The opening of the Elizabeth line last month was a sight to behold. According to Transport for London, tens of thousands used the new TfL line on its first day (May 24), with many travelling from across the world for its opening. But did you know that the District line was technically the ‘original Crossrail’, as it previously offered very similar journeys?
The District line first opened during the Christmas of 1868 and was extended between both east and west, and at one point going as far as Windsor. Around 15 years later, the line was extended from Ealing Broadway to Windsor, and at one point even had services running as far as Southend.

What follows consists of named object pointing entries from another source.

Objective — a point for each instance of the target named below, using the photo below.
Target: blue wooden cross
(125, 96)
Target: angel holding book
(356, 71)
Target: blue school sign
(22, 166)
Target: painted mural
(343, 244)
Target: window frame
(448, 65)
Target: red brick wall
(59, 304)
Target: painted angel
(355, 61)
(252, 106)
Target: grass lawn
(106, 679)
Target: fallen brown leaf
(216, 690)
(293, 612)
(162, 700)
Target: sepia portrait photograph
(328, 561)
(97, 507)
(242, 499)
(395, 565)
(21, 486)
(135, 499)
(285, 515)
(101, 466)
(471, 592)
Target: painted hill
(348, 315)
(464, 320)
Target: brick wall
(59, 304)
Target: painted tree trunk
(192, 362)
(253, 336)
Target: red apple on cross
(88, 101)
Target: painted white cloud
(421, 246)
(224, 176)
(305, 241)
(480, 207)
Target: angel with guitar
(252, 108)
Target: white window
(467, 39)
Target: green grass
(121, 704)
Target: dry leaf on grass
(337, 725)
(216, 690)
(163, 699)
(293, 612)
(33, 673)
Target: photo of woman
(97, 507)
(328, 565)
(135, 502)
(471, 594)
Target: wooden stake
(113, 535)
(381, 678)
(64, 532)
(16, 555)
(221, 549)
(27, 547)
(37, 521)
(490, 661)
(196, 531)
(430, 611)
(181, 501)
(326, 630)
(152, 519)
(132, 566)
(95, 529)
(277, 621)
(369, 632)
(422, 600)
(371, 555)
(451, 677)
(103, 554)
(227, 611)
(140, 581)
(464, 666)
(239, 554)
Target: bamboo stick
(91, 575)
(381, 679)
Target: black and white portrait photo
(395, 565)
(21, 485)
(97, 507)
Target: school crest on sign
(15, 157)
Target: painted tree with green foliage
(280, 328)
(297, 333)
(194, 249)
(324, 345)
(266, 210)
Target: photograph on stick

The new Elizabeth line will also go to Windsor, as it is due to stop at Slough, when the full route opens next year. It is expected that four Elizabeth line trains an hour in each will serve Slough station and will allowed passengers to travel right through Central London, including Ealing Broadway, without changing trains.
This will be welcomed by those who live in Windsor, as this District line route did not last very long, ending after just two years in 1885. The Tube line has undergone many significant changes since, as Uxbridge and Hounslow were also part of the District line until they moved to the Piccadilly line in the 20th century.
The new Elizabeth line runs from Reading and Heathrow in the west, through 42km of new tunnels under Central London to Shenfield and Abbey Wood in the east. It stretches 118km, or 73 miles. Passengers coming from the east will be forced to change at Paddington in order to reach Abbey Wood, or change at Paddington and Liverpool Street to reach Shenfield.
In the coming autumn, the next phase of opening the Elizabeth line will integrate services from the east and west into the new central tunnels and stations. The three railways will merge, enabling seamless services from Reading and Heathrow through to Abbey Wood and from Shenfield through to Paddington.